Everyone wants a smooth, reliable AI agent, but the reality of building a local engine is… messy. When we started building QuantaMind, we realized early on that the typical "throw it together and hope it works" approach wouldn't cut it. If you want a tool that actually gives you actionable data, you can't rely on luck. You have to build on strict engineering invariants.

The first big decision we made was separating concerns. We didn't want the inference core tangled up with our UI logic. So, we locked the inference core away in pure Rust modules, completely independent of the Tauri frontend. This gives us a massive advantage: we can verify our tests and run our eval engine without ever needing to spin up a windowing environment. It stays pure, fast, and testable.

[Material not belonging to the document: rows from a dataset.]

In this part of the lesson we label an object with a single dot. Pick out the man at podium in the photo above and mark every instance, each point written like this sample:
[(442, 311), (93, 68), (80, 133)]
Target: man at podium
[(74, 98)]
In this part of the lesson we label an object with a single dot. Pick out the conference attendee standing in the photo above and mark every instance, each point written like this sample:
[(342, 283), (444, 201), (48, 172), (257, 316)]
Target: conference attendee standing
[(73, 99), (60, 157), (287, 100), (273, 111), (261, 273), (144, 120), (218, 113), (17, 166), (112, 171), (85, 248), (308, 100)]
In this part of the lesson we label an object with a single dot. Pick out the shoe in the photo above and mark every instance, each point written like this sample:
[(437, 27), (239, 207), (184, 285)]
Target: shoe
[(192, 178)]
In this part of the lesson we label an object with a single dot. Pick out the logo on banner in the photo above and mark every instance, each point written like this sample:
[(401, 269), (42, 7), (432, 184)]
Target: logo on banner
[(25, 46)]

We also had to be uncompromising about the runtime. We mandate strict sequential execution. It’s the only way to ensure that VRAM measurements are clean—parallel runs just contaminate the data and give you "noisy" results. We pair this with greedy decoding (temperature set to 0) because, in the world of eval, "creative" isn't a feature; it’s a bug. You need repeatable scores, every single time.

Finally, we enforced a "Files < 100 lines" rule. It sounds restrictive, but it forces us to keep the codebase modular, readable, and—most importantly—actually maintainable.

If you’re building tools for local AI, stop building on shifting sands. If you want trust, you have to build on invariants.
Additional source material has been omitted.